The mayor said, "there's nothing we can do to undo the tragedy for the family, but we've just got to get guns out of the hands of kids and of the people who should not have them."

Flatbush is a place where many people distrust the police, and gun violence is part of everyday life, some residents say.

"As a black man growing up in Flatbush, you just expect to be harassed by the cops, pulled over, arrested and now just straight up killed," said Shanduke McPhatter, a 35-year-old former gang member who works with young men in the neighborhood. "That's what's happening out here. And kids are doing it to themselves to -- they doing the crime, too -- and you got cops who don't live here coming in here so hard, too hard. That's how we got a situation like Kimani Gray."

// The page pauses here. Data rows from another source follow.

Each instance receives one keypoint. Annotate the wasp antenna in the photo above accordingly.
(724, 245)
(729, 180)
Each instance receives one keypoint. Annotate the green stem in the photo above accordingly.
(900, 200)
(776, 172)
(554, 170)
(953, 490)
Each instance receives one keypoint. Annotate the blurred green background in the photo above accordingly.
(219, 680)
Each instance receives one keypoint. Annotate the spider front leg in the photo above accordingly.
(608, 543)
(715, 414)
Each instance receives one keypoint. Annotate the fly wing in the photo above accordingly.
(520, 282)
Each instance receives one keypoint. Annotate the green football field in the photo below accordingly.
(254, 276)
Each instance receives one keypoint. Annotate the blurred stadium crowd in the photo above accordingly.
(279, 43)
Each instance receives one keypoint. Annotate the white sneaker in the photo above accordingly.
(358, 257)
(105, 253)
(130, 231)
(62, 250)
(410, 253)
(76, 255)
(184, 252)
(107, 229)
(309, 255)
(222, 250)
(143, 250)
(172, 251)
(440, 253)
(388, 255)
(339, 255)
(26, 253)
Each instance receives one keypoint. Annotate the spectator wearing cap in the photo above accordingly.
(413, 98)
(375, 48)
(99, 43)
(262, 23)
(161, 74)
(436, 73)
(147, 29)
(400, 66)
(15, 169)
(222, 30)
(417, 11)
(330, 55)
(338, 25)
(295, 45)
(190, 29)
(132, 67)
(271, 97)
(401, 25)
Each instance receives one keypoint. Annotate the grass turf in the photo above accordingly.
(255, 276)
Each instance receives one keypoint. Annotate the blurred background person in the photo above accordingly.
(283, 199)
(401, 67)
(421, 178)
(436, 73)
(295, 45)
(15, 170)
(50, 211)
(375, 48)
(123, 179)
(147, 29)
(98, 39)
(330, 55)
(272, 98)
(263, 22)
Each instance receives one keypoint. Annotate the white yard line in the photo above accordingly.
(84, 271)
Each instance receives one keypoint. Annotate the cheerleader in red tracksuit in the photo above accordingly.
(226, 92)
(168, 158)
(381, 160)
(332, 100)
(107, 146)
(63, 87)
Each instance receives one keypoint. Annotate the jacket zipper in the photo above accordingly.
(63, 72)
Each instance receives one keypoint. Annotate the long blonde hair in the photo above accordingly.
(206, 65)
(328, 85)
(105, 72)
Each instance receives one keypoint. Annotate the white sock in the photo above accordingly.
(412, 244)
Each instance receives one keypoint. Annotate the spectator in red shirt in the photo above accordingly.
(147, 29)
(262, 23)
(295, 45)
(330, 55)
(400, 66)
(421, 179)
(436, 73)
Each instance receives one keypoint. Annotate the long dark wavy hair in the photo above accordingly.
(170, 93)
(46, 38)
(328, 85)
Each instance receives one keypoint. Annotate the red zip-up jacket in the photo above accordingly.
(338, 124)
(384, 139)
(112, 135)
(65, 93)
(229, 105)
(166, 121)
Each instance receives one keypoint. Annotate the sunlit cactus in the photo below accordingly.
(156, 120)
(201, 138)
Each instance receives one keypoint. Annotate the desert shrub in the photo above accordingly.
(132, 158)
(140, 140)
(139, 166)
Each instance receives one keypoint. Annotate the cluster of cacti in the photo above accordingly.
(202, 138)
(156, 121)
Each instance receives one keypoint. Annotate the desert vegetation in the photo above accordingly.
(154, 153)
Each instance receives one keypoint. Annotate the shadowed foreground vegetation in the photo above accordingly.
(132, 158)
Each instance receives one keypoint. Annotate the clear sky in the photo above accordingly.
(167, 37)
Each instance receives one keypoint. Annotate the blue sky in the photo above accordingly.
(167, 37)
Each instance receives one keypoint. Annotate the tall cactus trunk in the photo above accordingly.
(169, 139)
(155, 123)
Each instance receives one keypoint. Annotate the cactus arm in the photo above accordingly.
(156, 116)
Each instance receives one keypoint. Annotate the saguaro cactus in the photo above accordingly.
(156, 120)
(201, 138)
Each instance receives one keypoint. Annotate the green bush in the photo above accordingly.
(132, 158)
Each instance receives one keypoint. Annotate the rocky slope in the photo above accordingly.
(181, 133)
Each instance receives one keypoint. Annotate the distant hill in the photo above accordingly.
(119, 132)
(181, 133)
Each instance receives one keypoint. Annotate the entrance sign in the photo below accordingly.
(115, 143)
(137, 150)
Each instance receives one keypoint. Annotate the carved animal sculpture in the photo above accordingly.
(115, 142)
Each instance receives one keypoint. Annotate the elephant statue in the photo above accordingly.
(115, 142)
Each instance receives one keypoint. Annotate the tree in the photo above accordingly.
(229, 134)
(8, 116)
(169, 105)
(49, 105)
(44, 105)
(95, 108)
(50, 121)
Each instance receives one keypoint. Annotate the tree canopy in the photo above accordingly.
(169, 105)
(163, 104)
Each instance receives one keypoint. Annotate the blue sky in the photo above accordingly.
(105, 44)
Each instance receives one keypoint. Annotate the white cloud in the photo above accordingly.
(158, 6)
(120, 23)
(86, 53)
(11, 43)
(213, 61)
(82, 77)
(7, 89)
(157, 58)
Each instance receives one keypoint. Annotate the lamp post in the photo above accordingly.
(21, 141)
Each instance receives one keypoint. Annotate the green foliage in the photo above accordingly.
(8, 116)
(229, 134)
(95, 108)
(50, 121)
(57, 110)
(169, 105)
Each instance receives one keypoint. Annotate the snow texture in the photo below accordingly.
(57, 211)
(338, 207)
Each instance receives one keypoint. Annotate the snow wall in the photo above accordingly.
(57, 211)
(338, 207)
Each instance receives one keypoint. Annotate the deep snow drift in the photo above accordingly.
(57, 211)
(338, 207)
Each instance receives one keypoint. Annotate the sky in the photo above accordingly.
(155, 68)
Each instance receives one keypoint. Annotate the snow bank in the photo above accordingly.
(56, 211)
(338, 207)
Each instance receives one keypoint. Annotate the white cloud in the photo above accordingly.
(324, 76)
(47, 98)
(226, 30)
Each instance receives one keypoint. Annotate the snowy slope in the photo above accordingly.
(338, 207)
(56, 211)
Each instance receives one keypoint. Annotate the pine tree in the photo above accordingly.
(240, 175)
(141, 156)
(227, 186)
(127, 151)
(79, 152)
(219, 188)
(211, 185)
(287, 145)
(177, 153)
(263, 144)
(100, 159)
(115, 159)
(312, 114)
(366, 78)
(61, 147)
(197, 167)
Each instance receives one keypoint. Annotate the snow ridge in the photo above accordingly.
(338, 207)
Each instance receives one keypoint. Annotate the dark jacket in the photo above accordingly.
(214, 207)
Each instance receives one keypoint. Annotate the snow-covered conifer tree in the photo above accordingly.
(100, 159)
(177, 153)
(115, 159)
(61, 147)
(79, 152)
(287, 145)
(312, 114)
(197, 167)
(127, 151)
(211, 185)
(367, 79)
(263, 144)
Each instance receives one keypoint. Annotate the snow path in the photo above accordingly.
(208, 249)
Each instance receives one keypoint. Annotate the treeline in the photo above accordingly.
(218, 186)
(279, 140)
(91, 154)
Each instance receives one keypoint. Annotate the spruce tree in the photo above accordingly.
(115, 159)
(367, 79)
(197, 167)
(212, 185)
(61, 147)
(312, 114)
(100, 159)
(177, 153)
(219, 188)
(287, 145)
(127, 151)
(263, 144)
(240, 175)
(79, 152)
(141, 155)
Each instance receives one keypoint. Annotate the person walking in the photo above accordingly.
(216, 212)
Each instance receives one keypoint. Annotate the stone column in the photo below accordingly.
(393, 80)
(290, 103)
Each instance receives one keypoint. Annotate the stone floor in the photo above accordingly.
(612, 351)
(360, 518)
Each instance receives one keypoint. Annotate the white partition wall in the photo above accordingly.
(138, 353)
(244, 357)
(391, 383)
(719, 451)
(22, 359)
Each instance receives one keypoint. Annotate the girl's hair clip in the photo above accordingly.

The violence over Gray's death will eventually subside, but the intense distrust of police will rear itself again violently soon enough in Flatbush, said Lumumba Akinwole-Bandele, a senior organizer with the NAACP.

A Brooklyn resident for 41 years, he and McPhatter told CNN there are big problems to address.

"There are no community centers here," McPhatter said. "That has to change. You have to be here and get involved.

"And for the cops, they just need to take that badge away and talk, talk to us like human beings. We're asking them to do that, and we've gotta open up and talk to them. We have to do our part, too. Otherwise, this is just going to keep happening."